Sunday Storytelling #15: Twelve Hours in Parisfeatured

Sunday Storytelling {the ponytail diaries}

Sunday Storytelling is where I post a piece of fiction on Sunday. It might be a complete short story, a snippet of a work in progress, a character sketch, a response to one of the thousands of creative writing prompts I’ve collected through the years. Most of them won’t be polished or “final,” so feedback and criticism is welcome, but please be constructive in your comments. Read other Sunday Storytelling pieces here.

The city’s big. You know this; you can tell with one quick glance at the hard-to-read map in your tome of a guidebook–only a handful of the streets seemed to be marked. All the arrondissements spread out in an awkward spiral, different landmarks helpfully labeled, even little symbols for recommended cafés or hostels…you grimace and slam the book shut in your lap. The train sways and you instinctively grip your backpack to keep it from slipping into the aisle.
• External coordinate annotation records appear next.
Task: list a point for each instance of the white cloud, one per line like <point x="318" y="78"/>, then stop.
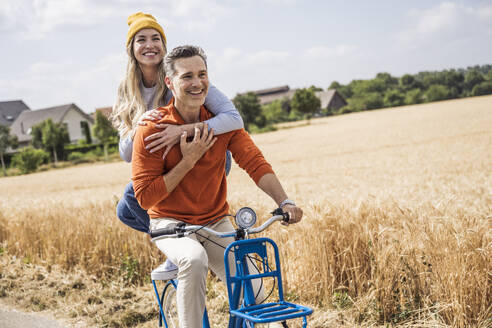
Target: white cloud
<point x="446" y="22"/>
<point x="36" y="19"/>
<point x="326" y="52"/>
<point x="45" y="84"/>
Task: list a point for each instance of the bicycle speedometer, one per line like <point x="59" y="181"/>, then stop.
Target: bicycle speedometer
<point x="245" y="218"/>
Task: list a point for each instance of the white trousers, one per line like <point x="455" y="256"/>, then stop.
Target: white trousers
<point x="194" y="255"/>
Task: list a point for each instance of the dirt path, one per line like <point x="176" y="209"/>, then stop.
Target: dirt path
<point x="12" y="318"/>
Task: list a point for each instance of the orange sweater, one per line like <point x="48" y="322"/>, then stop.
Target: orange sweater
<point x="201" y="194"/>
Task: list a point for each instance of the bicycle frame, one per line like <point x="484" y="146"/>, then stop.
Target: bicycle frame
<point x="243" y="310"/>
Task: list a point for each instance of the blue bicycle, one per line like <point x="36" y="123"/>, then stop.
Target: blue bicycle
<point x="244" y="311"/>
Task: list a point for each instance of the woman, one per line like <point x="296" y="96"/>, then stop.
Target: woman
<point x="143" y="89"/>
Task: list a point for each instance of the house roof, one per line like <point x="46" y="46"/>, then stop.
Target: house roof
<point x="106" y="111"/>
<point x="27" y="119"/>
<point x="325" y="97"/>
<point x="10" y="110"/>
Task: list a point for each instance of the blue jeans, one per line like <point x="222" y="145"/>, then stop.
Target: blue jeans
<point x="129" y="211"/>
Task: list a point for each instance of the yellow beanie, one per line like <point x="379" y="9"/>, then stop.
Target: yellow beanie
<point x="139" y="21"/>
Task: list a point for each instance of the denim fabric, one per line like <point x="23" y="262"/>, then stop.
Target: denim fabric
<point x="228" y="162"/>
<point x="130" y="212"/>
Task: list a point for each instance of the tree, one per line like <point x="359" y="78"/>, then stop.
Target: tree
<point x="28" y="159"/>
<point x="275" y="112"/>
<point x="484" y="88"/>
<point x="413" y="96"/>
<point x="104" y="131"/>
<point x="6" y="140"/>
<point x="50" y="136"/>
<point x="305" y="101"/>
<point x="437" y="92"/>
<point x="393" y="98"/>
<point x="249" y="107"/>
<point x="87" y="132"/>
<point x="473" y="78"/>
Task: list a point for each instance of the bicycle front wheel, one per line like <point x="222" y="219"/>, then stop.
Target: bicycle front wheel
<point x="170" y="306"/>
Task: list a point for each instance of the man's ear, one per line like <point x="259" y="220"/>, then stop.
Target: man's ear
<point x="167" y="80"/>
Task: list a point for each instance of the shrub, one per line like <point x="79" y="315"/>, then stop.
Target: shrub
<point x="484" y="88"/>
<point x="29" y="159"/>
<point x="437" y="92"/>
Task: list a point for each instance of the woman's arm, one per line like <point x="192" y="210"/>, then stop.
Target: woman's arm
<point x="126" y="147"/>
<point x="226" y="118"/>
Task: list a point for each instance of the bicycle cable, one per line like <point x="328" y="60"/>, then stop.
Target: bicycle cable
<point x="215" y="220"/>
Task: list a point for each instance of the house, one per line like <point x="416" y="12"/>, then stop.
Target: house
<point x="106" y="111"/>
<point x="10" y="110"/>
<point x="71" y="115"/>
<point x="330" y="99"/>
<point x="267" y="96"/>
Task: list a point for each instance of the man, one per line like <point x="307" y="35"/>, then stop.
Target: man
<point x="189" y="185"/>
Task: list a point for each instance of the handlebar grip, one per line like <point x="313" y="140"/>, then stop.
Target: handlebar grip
<point x="285" y="215"/>
<point x="163" y="231"/>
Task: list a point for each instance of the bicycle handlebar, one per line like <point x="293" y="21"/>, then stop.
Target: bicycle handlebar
<point x="181" y="230"/>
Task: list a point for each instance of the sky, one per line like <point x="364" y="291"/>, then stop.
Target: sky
<point x="55" y="52"/>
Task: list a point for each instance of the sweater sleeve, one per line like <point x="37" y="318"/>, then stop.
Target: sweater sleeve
<point x="125" y="146"/>
<point x="248" y="156"/>
<point x="226" y="118"/>
<point x="147" y="171"/>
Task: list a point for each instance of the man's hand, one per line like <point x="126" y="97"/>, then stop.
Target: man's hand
<point x="202" y="141"/>
<point x="168" y="137"/>
<point x="295" y="213"/>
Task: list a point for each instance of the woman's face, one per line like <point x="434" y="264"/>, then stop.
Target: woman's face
<point x="148" y="47"/>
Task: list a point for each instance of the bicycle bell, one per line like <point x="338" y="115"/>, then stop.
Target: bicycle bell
<point x="245" y="218"/>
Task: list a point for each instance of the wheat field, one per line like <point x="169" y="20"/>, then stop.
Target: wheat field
<point x="397" y="227"/>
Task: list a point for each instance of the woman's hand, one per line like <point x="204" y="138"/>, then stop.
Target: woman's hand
<point x="151" y="115"/>
<point x="168" y="137"/>
<point x="192" y="151"/>
<point x="295" y="213"/>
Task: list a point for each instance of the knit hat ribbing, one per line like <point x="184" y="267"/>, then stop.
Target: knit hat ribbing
<point x="139" y="21"/>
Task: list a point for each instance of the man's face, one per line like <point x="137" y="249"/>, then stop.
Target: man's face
<point x="190" y="82"/>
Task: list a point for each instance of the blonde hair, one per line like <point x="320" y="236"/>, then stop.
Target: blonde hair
<point x="130" y="105"/>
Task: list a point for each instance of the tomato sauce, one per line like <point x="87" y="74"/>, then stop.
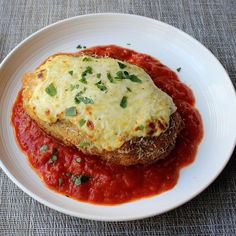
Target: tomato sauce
<point x="110" y="183"/>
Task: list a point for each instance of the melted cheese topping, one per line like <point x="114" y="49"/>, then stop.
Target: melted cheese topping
<point x="105" y="108"/>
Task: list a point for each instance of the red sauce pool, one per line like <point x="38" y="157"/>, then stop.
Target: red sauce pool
<point x="109" y="183"/>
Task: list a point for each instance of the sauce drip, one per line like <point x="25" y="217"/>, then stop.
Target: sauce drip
<point x="109" y="183"/>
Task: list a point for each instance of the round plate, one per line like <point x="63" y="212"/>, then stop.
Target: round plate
<point x="215" y="99"/>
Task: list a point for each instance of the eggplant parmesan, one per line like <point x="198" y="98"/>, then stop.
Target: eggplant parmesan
<point x="103" y="106"/>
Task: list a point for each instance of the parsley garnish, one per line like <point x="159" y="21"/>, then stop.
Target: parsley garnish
<point x="101" y="85"/>
<point x="119" y="75"/>
<point x="51" y="90"/>
<point x="85" y="100"/>
<point x="123" y="102"/>
<point x="43" y="148"/>
<point x="109" y="76"/>
<point x="80" y="179"/>
<point x="83" y="80"/>
<point x="72" y="87"/>
<point x="121" y="65"/>
<point x="88" y="70"/>
<point x="82" y="122"/>
<point x="71" y="111"/>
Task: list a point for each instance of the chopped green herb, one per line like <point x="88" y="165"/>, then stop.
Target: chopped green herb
<point x="71" y="111"/>
<point x="129" y="89"/>
<point x="119" y="75"/>
<point x="89" y="70"/>
<point x="87" y="59"/>
<point x="72" y="87"/>
<point x="135" y="79"/>
<point x="80" y="179"/>
<point x="141" y="127"/>
<point x="123" y="102"/>
<point x="85" y="100"/>
<point x="84" y="144"/>
<point x="121" y="65"/>
<point x="43" y="148"/>
<point x="82" y="122"/>
<point x="60" y="181"/>
<point x="101" y="85"/>
<point x="51" y="90"/>
<point x="109" y="76"/>
<point x="83" y="80"/>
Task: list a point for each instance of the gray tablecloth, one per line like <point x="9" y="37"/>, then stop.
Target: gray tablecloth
<point x="213" y="212"/>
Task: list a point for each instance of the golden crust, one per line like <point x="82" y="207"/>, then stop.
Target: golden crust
<point x="144" y="150"/>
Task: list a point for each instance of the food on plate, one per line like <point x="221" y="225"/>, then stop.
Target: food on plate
<point x="89" y="120"/>
<point x="103" y="106"/>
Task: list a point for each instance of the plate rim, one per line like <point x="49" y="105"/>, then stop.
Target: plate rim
<point x="105" y="218"/>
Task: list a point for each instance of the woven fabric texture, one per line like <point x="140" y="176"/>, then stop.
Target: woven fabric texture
<point x="213" y="212"/>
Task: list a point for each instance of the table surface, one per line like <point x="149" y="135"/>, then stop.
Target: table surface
<point x="213" y="212"/>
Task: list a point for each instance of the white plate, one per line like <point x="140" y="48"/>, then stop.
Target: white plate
<point x="212" y="88"/>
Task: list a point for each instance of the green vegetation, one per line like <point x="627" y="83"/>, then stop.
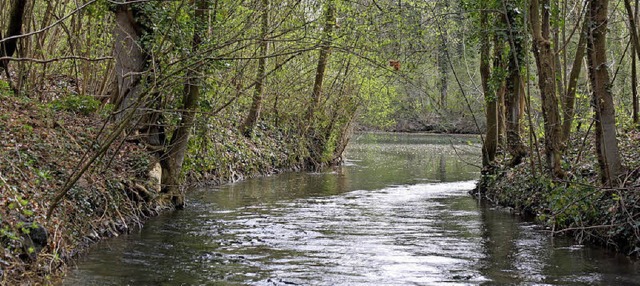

You’re not even supposed to be in this city for more than an hour, tops. No, you’re supposed to be somewhere in Italy–Milan, maybe, or Florence, whichever one has the multi-colored Duomo–by tomorrow afternoon, a plan that’s getting less and less feasible with every stop. But that train that’s leaving Paris at 9:30 AM, the one that’s going to Germany, where you could, conceivably, transfer to one that’s going to Austria, and so on? That, according to the helpful agent at the station last night (thank God he spoke fluent English), is already completely booked. And you’re definitely in the wrong country to be all American about it and pitch a fit until they relent and squeeze you in.

But hey, it’s okay, right? After all, you’ve been backpacking for almost two weeks now, and you’re easygoing and ready for crazy adventures and willing to roll with the punches…

None of the guidebooks tell you how much harder it is to roll with the punches when you’ve slept in five different beds in the past six days (if those little cots they bolt into train compartments could be called beds). And you’re trying really hard not to think about the night train you’re booked on tonight, the one with no empty sleeping compartments, only seats — that, you already found out, definitely do not recline at all.

But it’s okay. Maybe if you keep telling yourself that, you’ll believe it by lunchtime. There are worse cities you could be stuck in for approximately twelve hours, as your friend and travel buddy reminds you, trying to be cheerful and make the best of it. You offer a half-hearted glare, toying with the desire to mirror that sunny disposition or to throw an epic tantrum to rival the one in Toys R Us when you were six that your mom still reminds you of after almost fourteen years.

You sigh and look out the window, trying to catch a glimpse of the famed City of Lights. Unfortunately, you’re arriving at Gare de L’Est, East Station, nestled in the…you flip the book open again to the earmarked page…tenth arrondissement, one of the districts tourists rarely make it to, except to catch a train, apparently.

An announcement in French comes over the speakers and a stern-looking conductor raps on the door of your compartment, probably telling you, your friend, and the four other people you became close personal friends with the night before that the train will soon be arriving at its destination finale. You roll your shoulders and haul your backpack out into the main aisle, struggling into the straps in the tiny space. Absently, you run your hand through your hair and wonder if the French will mind that you haven’t showered in about forty hours, give or take.

Once in the station, you beeline straight for the information window–a recognizable shape now, thanks to the many train stations you’ve visited recently. You look to your friend, the one who took three years of French in high school. She smiles brightly and says, “Bonjour! Un plan de la cité, s’il vous plait?”

Wordlessly, the dark haired woman at the window hands over a rather bulky-looking folded map. “Would you like zees as well?” she asks in a heavy accent, holding up a pocket-sized guidebook.

Your friend looks at you. You shrug.

“Uh, sure. Oui, merci. Oh! Do you have, um, lockers where we can leave our backpacks for a few hours?”

“Yes, long-term lockers are down zat way, take zee stairs and turn right. It is across from a large bathroom with showers.”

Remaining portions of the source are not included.